Om de koolstofvastlegging verder te verbeteren, begon men op Corazonland met wisselbeweiding. Ze introduceerden vee zoals koeien, schapen en geiten om te grazen op de dekgewassen en grassen. De natuurlijke beweging van de dieren en hun graasgewoonten hielpen de bodemstructuur te verbeteren en de groei van diepgewortelde planten te bevorderen, die op hun beurt nog meer koolstof vastlegden.
Naarmate de seizoenen verstreken, begon men in het dorp Sint Annaland de positieve impact van hun inspanningen op het gebied van koolstoflandbouw te zien. De bodem op Corazonland werd gezonder, rijker en veerkrachtiger. De boeren merkten een verbeterde waterretentie op, waardoor er minder behoefte was aan irrigatie. De gewassen werden sterker en leverden producten van hogere kwaliteit op. De gemeenschap profiteerde ook van een grotere biodiversiteit, met verschillende vogels, insecten en kleine zoogdieren die terugkeerden naar het gebied. Het nieuws over het succes van Richard en zijn collega-boeren verspreidde zich wijd en zijd over Tholen uit en overal inspireerde e naburige dorpen om koolstoflandbouwmethoden toe te passen.
Overheidsfunctionarissen van de gemeente Tholen merkten dit op en boden financiële steun voor de uitbreiding van het initiatief. Het ooit zo kleine Corazonland groeide uit tot een groot voorbeeld een bloeiende beweging, die hoop en verandering bracht in plattelandsgemeenschappen over de gehele gemeente en daarbuiten.
Jaren gingen voorbij en Richard werd een gerespecteerd figuur op het gebied van duurzame landbouw. Hij reisde naar verschillende landen, naar de VN en deelde zijn kennis en pleitte voor koolstoflandbouw op wereldschaal. De impact van zijn werk werd wijd en zijd gevoeld, toen koolstoflandbouw werd erkend als een krachtig instrument in de strijd tegen klimaatverandering en het verzekeren van een duurzame toekomst voor toekomstige generaties. En zo, door Richards’ passie, toewijding en de collectieve inspanningen van een gemeenschap, ontvouwde zich het verhaal van koolstoflandbouw, wat bewees dat zelfs de kleinste onder de boeren een significant verschil kan maken in het genezen van de planeet en het creëren van een duurzamere wereld.

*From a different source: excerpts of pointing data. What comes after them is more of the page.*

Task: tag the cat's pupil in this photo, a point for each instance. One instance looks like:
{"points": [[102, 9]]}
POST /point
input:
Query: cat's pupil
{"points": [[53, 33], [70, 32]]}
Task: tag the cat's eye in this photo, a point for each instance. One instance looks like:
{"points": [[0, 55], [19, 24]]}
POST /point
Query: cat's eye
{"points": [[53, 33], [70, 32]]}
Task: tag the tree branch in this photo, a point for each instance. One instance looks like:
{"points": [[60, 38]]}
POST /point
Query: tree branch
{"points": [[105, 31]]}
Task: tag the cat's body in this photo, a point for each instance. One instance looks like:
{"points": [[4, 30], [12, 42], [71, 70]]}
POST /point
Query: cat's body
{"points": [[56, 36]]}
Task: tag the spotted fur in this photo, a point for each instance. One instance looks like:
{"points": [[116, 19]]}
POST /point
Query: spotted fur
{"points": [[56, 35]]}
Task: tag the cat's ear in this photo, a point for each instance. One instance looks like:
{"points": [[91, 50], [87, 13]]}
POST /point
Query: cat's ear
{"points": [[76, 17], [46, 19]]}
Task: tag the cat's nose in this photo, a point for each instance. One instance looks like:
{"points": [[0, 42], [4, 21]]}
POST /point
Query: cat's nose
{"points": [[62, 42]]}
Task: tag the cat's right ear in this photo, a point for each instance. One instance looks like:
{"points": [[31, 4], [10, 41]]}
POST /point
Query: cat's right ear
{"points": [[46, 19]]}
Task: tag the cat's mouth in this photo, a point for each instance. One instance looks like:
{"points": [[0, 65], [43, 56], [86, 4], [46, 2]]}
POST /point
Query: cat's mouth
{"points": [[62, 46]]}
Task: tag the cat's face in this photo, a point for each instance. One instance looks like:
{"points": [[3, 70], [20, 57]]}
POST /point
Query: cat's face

Hoe werkt eigenlijk Carbon Farming?
Planten hebben CO2, water en zon nodig om te kunnen groeien. zij zetten zonlicht om in zuurstof en biomassa (bladeren, stengels, wortels, vruchten etc). Een deel van deze biomassa dient na het oogsten als voedsel voor de mens of als voer voor de verschillende dieren. Maar niet alles wordt geoogst. Een deel blijft achter op het land en komt dan als organische stof in de bodem terecht en voedt hiermee het bodemleven. Om nog meer CO2 vast te leggen, kunnen boeren gecomposteerd huishoudelijke GFT-afval aan de akkers toe voegen. Carbon Farming is zoveel mogelijk biomassa vast leggen in de bodem, waar het langjarig gebonden blijft: Deze CO2 bevindt zich dus niet meer in de lucht maar in de bodem. Ook planten op zich geven Co2 aan de bodem af. Zo dienen struiken , bomen en gewas als een constante stroom va CO2 naar de bodem.